As part of Anurak's Sustainability Management Plan, site infrastructure, policies and procedures are guided by our ethos of reduce, reuse and recycle. Guests and staff are encouraged to save energy and water. Single-use plastic, Styrofoam, cardboard plates, etc are banned. Plastic straws have been replaced with metal and bamboo ones. An onsite recycling station has been set up, along with a composting area. A gray water treatment filter system for laundry wastewater is currently being installed. That water will be used to irrigate Anurak's onsite vegetable garden and for our Rain Forest Rising project.
YAANA Ventures has also developed a hotel management platform that will go a long way in taking Anurak Lodge paperless. When fully implemented, by the end of this year, we aim to do away with restaurant chits, housekeeping forms and most of our paper reporting. Menus are printed on recycled paper. Worn towels, sheets and tablecloths are donated to charity, while damaged towels and sheets are converted into cleaning rags.

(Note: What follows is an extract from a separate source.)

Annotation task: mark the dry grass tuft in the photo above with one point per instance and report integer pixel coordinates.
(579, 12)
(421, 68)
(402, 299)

Beyond the physical environment, community relations are a vital part of Anurak's culture. Our 24 full-time staff are mostly recruited from neighboring villages. Through environmental awareness training and experience from working with the Anurak concept, they have become de facto environment ambassadors within the community. They spread the word about the benefits of simple, day-to-day sustainable practices that can be used at home as well.